Nobody Wins: Huckabee is out jogging and playing the bass whenever he can get a chance. Huckabee’s every other sentence is a joke. In fact, he is telling so many jokes that now he has caused the American people a much un-needed headache ---John McCain is starting to tell jokes.

Listening to John McCain tell a joke, is much like experiencing a root canal getting infected.

No wonder Bill Clinton is so tired, he’s running three campaigns.

Nobody’s Fool; I’m getting a big kick out of all the “news analysis” people trying to interpret every burp and misinformation that comes out of Bill Clinton’s mouth. Last week, when he said that a race between Hillary and McCain would be such a civil election that everyone would fall asleep…everyone rushed to the conclusion that Bill actually did NOT want McCain to run against Hillary Clinton because everyone knows John McCain would beat her.

Ha-ha! Bill the master of disaster wins again! Of course he wants a McCain-Hillary ticket. Hillary would win because conservatives would stay home!

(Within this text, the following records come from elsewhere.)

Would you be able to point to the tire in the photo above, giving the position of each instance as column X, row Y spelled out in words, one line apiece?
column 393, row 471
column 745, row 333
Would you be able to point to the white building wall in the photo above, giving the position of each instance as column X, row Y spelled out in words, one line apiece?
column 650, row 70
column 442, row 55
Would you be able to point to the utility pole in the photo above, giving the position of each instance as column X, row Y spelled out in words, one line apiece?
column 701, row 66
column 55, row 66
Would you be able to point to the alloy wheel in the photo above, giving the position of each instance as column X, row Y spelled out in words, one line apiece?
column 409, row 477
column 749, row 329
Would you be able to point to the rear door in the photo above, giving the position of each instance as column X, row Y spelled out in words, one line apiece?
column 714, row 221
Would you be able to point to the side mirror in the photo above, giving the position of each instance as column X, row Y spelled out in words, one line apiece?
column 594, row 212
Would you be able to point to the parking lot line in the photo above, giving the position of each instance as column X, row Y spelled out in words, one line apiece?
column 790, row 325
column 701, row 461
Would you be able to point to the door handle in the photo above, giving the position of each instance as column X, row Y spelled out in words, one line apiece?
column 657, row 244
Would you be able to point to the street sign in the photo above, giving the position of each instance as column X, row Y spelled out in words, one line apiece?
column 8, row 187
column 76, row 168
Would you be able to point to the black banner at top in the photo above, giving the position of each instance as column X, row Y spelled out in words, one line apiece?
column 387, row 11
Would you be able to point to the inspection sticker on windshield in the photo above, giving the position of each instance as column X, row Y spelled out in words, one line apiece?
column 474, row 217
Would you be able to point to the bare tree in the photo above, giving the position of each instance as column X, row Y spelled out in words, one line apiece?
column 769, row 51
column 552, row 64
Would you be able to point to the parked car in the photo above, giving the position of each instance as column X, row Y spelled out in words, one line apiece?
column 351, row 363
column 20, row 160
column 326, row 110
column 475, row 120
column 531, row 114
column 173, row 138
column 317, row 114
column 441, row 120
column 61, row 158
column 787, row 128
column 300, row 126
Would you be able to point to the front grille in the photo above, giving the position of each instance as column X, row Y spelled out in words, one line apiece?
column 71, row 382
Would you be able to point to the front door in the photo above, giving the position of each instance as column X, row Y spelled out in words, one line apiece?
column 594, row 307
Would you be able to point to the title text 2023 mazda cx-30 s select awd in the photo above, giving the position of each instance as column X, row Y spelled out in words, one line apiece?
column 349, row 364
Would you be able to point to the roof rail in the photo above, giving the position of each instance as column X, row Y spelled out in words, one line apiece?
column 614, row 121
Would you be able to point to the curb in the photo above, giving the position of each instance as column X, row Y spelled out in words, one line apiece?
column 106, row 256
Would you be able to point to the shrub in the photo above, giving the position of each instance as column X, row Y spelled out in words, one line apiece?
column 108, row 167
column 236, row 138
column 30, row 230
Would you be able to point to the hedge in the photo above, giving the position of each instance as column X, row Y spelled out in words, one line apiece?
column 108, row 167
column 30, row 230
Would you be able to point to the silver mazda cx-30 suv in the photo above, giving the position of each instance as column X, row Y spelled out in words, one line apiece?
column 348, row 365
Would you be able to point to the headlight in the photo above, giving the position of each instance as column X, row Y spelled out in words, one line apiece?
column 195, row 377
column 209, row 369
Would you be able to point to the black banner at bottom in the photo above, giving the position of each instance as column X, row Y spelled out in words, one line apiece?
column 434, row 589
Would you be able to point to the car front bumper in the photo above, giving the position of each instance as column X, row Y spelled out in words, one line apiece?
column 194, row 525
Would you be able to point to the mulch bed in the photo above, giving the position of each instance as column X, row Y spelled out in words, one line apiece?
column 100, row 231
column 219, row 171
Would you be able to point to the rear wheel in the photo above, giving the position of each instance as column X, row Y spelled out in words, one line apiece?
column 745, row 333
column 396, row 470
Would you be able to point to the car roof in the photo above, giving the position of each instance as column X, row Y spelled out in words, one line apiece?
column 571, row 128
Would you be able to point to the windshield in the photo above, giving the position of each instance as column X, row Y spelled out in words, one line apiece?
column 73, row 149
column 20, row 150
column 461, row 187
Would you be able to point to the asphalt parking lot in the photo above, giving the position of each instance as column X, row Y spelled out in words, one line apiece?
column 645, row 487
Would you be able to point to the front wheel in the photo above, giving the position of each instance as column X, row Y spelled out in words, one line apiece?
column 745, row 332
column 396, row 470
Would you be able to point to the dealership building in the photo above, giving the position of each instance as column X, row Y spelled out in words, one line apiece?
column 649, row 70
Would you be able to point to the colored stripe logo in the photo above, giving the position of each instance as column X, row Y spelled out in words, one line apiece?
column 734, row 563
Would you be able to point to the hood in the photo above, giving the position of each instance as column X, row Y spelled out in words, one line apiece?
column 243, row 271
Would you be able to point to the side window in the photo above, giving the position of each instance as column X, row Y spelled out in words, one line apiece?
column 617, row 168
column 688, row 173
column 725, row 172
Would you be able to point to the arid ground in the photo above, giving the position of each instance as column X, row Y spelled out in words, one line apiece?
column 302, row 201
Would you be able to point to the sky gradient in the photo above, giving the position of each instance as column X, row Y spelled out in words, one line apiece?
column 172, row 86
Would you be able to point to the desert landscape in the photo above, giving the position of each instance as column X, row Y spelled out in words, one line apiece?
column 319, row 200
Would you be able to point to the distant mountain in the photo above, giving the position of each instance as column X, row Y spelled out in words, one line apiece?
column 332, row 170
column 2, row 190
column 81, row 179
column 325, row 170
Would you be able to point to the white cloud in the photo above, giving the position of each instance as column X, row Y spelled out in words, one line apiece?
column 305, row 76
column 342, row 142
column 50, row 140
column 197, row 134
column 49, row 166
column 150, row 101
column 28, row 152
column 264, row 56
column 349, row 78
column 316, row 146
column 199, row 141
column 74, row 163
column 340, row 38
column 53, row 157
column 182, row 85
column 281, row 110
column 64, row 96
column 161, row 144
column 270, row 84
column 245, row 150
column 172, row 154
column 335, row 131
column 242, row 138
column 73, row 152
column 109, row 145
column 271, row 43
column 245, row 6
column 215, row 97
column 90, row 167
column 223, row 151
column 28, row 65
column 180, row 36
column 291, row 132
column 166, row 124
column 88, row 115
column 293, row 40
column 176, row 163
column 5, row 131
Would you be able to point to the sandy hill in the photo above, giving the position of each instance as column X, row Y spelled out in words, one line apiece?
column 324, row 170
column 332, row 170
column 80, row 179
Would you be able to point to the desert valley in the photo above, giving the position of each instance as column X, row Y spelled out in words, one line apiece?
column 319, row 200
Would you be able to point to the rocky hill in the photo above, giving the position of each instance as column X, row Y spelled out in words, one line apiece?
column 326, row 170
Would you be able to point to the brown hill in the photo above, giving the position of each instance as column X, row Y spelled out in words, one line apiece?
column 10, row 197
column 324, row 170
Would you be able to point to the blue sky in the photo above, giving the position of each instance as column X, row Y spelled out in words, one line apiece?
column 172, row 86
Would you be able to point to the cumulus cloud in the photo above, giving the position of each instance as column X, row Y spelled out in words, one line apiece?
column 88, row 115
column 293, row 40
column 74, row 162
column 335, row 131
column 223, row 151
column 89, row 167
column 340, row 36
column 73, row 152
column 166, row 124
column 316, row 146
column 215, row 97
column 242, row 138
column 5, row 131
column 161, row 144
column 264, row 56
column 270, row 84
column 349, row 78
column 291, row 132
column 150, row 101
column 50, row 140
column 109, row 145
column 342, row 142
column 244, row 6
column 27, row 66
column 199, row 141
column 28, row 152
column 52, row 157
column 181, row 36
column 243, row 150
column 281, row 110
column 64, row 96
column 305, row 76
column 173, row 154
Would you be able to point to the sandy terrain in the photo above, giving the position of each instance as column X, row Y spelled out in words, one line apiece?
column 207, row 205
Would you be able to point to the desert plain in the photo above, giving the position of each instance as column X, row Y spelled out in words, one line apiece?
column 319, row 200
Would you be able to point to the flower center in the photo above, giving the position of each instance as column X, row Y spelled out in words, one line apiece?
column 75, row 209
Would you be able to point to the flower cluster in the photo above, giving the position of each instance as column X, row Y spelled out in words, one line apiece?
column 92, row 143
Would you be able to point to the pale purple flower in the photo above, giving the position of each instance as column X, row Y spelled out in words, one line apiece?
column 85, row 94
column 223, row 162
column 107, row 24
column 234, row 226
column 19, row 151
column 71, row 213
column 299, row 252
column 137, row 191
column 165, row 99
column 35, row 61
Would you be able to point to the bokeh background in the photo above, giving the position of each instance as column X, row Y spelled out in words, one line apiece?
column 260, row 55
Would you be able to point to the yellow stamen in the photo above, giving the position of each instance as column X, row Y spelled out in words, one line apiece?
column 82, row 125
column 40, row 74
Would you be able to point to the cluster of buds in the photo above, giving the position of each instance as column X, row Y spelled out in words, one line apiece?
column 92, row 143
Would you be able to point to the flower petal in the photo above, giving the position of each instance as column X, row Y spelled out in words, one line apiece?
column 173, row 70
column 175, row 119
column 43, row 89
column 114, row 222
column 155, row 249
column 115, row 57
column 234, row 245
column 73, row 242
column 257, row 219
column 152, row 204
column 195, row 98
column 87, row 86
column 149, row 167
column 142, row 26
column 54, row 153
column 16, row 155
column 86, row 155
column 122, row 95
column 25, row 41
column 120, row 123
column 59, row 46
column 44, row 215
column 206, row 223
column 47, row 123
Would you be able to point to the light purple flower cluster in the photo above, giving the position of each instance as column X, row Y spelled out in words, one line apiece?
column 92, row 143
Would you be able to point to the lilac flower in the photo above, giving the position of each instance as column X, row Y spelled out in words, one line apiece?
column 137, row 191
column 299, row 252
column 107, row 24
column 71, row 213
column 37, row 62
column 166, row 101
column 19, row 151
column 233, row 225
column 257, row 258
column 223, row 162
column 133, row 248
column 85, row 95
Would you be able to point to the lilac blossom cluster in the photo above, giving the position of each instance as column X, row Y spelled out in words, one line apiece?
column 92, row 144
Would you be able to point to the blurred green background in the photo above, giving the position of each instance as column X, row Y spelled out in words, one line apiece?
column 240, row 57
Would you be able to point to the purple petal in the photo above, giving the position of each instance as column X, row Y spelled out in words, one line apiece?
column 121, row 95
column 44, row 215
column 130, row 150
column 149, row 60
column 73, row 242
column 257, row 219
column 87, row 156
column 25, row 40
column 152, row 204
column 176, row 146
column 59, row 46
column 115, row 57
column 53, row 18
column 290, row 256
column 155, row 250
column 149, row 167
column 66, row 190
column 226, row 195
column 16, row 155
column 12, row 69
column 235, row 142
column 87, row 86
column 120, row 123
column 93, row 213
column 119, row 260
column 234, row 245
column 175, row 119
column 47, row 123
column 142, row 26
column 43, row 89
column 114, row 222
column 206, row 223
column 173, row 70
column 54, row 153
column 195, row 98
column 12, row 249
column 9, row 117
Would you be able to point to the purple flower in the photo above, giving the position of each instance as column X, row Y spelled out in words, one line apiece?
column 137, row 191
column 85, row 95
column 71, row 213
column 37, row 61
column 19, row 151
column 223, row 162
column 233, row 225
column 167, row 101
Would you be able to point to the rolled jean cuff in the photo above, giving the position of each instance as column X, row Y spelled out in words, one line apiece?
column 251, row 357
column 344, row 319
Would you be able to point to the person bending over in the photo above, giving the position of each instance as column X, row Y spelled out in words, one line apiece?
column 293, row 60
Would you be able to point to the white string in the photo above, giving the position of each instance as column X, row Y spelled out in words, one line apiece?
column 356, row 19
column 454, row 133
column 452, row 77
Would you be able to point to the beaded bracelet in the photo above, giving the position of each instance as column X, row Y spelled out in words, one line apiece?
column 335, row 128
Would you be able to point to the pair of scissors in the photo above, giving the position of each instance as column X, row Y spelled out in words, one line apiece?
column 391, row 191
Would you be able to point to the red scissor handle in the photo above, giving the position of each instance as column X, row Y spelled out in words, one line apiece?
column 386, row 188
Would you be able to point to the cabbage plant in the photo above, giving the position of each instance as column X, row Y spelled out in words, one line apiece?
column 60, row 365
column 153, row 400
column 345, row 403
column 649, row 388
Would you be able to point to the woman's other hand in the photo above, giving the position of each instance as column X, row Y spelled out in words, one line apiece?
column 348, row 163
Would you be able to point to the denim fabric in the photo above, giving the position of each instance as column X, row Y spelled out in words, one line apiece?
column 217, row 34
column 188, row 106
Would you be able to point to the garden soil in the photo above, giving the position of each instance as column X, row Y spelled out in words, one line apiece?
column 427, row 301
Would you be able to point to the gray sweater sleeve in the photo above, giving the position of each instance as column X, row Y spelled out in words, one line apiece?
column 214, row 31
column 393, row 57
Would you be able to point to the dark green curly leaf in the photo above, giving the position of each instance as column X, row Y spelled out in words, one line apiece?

His plan is to confuse and obfuscate the public so much, nobody knows what he is up to!

But---what else could be better for Hillary? First…his suggestion gets rid of Obama, and second, if you are a conservative, and you think Bill Clinton doesn’t like McCain, you might just go out and vote for McCain just to spite him, which is exactly what Bill wants you to do. The only difference between McCain and Hillary is the war, but in fact, if we were attacked again, they would become the same hound dog.

They both look nuclear capable at a moment’s glance.

Nope, Bill knows if McCain is the contender, the Republican Party is destroyed.

Confused? Well, as McCain would say…get used to it, “my friend.”